One of the first things you should do is rewrite the function definition yourself. This will force you to actually parse and understand it.
fun f (g, nil) = nil
| f (g, x :: xs) = (fn a => g (a, x)) :: f (g, xs);
So, f is a function, even the question says that, it must have type ... -> ...:
val f : ... -> ...
What does it receive? Let's take a look at the first pattern of the function:
fun f (g, nil) = nil
It's something of the form (a, b), which is a 2-tuple. The function's argument must be a tuple then:
val f : (... * ...) -> ...
Just by looking at the definition, we can't figure out what type g must have, but it uses nil for the second element of the tuple and nil is the empty list. That means the second component of the tuple must be a list of something:
val f : (... * ... list) -> ...
What else can we deduce? The return value is nil as well, which means that the function returns a list of something, unclear what that something is yet.
val f : (... * ... list) -> ... list
Ok, let's jump to the second pattern of the function definition now:
| f (g, x :: xs) = (fn a => g (a, x)) :: f (g, xs);
We don't find anything more about the type of the argument, we just got confirmation that the second element of the tuple must indeed be a list, because it uses the :: constructor.
Let's take a look at the body:
(fn a => g (a, x)) :: f (g, xs)
It looks like it's building a list, so it must return a list, which is in accordance with the return type we've sketched so far, i.e., ... list. Let's
try to figure out the type of elements.
It seems to add a function object as the head of the list built by recursively calling the function f, which we're currently investigating.
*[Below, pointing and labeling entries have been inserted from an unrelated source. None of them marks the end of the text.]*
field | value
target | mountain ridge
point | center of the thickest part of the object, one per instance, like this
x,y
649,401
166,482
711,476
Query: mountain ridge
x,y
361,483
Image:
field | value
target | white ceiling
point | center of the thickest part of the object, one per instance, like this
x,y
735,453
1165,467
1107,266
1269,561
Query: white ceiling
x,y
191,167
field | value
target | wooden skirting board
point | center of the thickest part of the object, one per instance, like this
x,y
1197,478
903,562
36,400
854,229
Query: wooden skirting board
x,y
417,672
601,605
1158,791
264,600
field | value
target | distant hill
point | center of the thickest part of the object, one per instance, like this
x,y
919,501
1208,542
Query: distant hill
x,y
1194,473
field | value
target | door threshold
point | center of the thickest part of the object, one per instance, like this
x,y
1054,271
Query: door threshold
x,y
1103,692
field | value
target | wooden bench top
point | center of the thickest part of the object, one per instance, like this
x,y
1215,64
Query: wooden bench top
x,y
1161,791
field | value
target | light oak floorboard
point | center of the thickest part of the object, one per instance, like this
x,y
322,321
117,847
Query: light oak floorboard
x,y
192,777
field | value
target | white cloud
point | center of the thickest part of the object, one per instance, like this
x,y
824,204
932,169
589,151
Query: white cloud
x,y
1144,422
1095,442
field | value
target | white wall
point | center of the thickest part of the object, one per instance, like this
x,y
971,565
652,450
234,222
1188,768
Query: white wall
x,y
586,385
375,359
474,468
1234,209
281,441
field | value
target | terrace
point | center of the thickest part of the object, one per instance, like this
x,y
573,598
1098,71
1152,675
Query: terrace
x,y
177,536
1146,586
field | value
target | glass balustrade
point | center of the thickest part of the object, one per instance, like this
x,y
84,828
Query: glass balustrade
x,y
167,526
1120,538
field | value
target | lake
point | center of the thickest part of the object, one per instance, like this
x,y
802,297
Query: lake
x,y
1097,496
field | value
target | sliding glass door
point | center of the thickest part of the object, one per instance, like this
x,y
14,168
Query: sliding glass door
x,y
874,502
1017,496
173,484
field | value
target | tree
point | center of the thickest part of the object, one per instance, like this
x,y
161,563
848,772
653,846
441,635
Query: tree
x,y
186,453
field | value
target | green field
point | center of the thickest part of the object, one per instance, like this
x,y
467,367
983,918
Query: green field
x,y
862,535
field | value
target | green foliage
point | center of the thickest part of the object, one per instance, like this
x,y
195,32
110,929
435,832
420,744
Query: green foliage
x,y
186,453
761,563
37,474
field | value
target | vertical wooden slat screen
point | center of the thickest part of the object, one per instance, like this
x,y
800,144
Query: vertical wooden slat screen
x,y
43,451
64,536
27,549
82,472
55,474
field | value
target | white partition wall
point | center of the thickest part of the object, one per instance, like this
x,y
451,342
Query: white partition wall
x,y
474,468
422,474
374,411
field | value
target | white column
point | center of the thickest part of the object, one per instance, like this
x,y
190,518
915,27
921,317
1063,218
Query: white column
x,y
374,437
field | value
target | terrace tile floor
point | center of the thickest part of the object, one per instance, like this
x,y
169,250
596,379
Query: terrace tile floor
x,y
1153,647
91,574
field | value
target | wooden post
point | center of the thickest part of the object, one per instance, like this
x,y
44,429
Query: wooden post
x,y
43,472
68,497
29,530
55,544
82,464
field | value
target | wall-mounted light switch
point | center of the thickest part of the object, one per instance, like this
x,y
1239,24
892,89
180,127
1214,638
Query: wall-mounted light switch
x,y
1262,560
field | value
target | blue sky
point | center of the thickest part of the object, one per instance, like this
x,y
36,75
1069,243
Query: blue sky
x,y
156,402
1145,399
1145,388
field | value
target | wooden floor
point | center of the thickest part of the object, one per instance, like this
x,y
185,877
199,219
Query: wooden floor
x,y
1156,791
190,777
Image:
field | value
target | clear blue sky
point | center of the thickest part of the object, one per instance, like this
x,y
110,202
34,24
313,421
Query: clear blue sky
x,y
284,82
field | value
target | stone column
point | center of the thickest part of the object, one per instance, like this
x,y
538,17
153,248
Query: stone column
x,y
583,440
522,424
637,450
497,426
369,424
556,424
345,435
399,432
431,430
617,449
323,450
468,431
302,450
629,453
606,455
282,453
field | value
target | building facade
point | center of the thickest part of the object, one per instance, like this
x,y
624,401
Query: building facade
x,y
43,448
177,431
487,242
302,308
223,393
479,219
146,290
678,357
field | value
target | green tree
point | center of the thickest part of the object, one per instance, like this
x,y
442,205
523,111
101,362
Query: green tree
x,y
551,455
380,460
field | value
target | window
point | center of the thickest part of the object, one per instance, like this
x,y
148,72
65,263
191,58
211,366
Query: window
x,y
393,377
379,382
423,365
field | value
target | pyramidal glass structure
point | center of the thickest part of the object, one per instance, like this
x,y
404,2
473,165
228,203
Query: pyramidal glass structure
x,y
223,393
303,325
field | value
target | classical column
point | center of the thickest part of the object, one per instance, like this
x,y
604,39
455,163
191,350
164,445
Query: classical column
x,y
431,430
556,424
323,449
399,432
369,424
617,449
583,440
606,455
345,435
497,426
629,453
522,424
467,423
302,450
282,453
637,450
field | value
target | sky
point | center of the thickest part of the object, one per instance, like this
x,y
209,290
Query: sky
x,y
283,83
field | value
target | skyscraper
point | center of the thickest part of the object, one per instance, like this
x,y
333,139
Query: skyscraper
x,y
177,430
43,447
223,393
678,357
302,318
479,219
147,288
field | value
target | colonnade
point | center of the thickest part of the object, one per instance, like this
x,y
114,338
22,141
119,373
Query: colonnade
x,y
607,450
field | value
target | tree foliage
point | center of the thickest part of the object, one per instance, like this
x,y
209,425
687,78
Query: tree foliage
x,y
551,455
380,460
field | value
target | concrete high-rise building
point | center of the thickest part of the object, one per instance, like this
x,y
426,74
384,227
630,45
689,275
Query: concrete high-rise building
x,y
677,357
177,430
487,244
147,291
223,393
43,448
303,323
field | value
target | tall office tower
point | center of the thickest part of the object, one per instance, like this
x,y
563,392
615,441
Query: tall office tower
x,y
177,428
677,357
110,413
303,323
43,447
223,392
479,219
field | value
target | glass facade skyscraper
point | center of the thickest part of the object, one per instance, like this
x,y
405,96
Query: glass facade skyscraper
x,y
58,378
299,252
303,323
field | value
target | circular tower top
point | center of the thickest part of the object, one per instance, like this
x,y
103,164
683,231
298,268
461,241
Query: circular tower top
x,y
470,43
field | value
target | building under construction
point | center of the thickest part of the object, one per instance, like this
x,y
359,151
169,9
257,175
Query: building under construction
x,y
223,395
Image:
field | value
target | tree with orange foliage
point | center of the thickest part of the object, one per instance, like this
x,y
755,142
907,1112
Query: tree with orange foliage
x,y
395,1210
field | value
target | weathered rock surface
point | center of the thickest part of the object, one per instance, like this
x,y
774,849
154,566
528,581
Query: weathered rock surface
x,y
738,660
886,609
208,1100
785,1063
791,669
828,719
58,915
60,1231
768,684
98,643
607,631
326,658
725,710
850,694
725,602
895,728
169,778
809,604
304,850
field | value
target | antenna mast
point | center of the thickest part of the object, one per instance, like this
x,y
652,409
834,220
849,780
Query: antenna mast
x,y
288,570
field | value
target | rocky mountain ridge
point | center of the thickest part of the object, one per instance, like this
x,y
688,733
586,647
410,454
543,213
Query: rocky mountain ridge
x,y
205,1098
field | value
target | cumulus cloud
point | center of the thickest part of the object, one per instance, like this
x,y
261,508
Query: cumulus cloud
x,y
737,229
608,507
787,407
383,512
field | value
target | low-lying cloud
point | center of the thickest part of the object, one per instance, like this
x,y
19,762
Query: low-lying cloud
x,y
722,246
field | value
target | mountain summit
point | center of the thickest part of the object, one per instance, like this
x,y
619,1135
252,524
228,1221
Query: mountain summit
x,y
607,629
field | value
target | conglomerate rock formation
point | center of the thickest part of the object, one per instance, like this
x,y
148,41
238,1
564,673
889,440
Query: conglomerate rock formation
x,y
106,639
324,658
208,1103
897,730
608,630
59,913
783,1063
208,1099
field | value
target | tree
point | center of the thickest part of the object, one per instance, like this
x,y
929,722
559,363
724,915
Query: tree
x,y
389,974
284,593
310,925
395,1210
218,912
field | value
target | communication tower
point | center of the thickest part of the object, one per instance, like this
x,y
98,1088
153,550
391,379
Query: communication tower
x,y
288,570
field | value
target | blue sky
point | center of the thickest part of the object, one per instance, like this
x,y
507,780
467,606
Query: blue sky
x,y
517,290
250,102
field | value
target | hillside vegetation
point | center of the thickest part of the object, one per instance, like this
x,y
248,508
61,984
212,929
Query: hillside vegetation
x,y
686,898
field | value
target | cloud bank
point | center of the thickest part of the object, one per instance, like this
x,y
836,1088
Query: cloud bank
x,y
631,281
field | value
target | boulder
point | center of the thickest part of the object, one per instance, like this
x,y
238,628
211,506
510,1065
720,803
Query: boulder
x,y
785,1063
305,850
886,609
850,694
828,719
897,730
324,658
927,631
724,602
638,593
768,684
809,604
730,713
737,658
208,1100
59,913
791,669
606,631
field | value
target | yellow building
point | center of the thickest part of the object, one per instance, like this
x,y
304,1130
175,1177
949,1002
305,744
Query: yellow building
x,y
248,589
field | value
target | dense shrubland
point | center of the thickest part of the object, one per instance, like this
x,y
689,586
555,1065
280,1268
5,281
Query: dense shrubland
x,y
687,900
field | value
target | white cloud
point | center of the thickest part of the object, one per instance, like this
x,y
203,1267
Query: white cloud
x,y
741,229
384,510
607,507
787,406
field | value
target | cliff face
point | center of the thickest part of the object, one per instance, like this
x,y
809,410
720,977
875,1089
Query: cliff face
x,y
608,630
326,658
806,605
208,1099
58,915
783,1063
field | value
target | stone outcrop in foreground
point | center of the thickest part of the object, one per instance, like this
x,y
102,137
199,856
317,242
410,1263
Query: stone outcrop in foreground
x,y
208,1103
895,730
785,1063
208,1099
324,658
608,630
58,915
So the elements of the list we're returning must be functions:
val f : (... * ... list) -> (... -> ...) list
What does that function do, though? It calls g with a 2-tuple argument. Now we can fill in some information about the first element of the 2-tuple f receives. It must be a function that receives a 2-tuple as well:
val f : (((... * ...) -> ...) * ... list) -> (... -> ...) list
Can we say anything about the a parameter received by the function literal added to the return list? Not really, just that it's passed to g. Can we tell anything about the type of x? Not really, just that it's passed to g. Moreover, is there any constraint between a and x? Doesn't look like it. So far, we can only tell that g's type must be looking something like this:
('a * 'b) -> 'c'
Where 'a, 'b and 'c are polymorphic types, i.e., any concrete type can satisfy them. You can view them as wholes. We can now fill in more of the type for the f function:
val f : ((('a * 'b) -> 'c) * ... list) -> (... -> ...) list
We can do more actually, we've already assign a type to the x variable, but that comes from the second argument of the 2-tuple received by f, so let's fill in that too:
val f : ((('a * 'b) -> 'c) * 'b list) -> (... -> ...) list
And we can even fill in the element type of the returned list, because we've already assigned types for that, too.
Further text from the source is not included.